Transforming growth factor-β1 induces transcriptional down-regulation of m2 muscarinic receptor gene expression

Abstract

In human embryonic lung fibroblasts, transforming growth factor-β1 (TGF- β1) induced a time-dependent down-regulation of M2 muscarinic receptor binding sites as measured with the nonselective hydrophilic ligand [2H]N- methylscopolamine (NMS). This down-regulation was slow, with 58% loss of all receptors after 24 hr of treatment. The affinity of [3H]NMS for the remaining sites was unaltered by TGF-β1. The loss in [3H]NMS binding was accompanied by reduced adenylyl cyclase activity and functional desensitization of M2 muscarinic receptors.
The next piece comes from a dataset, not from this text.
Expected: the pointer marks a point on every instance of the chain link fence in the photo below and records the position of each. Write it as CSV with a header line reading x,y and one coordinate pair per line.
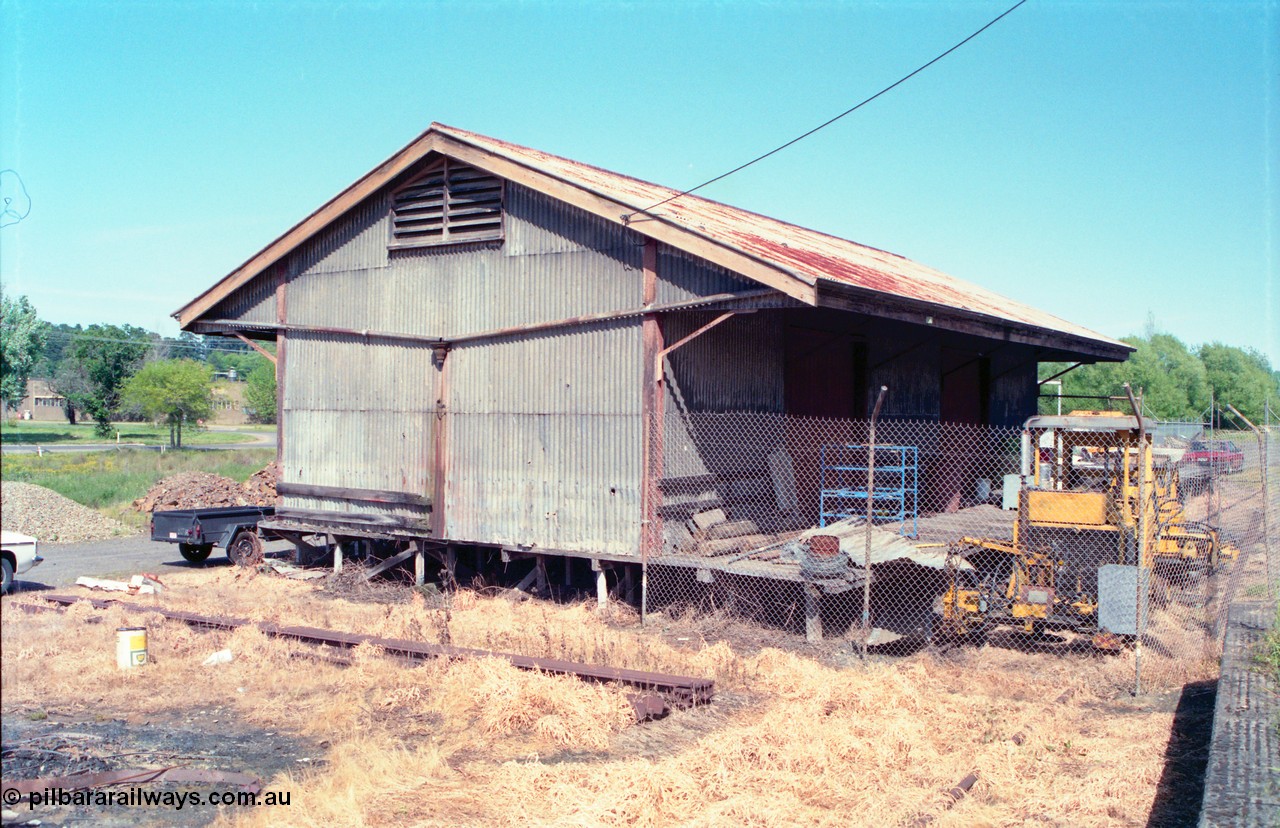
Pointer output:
x,y
1077,538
Northern blot analyses showed a 72% decrease in the steady state levels of m2 muscarinic receptor mRNA after 24-hr TGF-β1 treatment. Recovery of m2 muscarinic receptor mRNA after TGF- β1 treatment was slow, with a half-life of ~8 hr. There was no effect of TGF-β1 on the m2 muscarinic receptor mRNA half-life measured in the presence of actinomycin D, but the rate of m2 muscarinic receptor gene transcription measured with nuclear run-on assay was reduced by 50%, indicating reduced gene transcription. Cycloheximide (10 μg/ml) pretreatment abolished the TGF- β1 effect, indicating that de novo protein synthesis was required for receptor down-regulation. In summary, we have shown that TGF-β1 induced desensitization and down-regulation of M2 muscarinic receptor protein and gene that was mediated through reduction in the rate of m2 receptor gene transcription.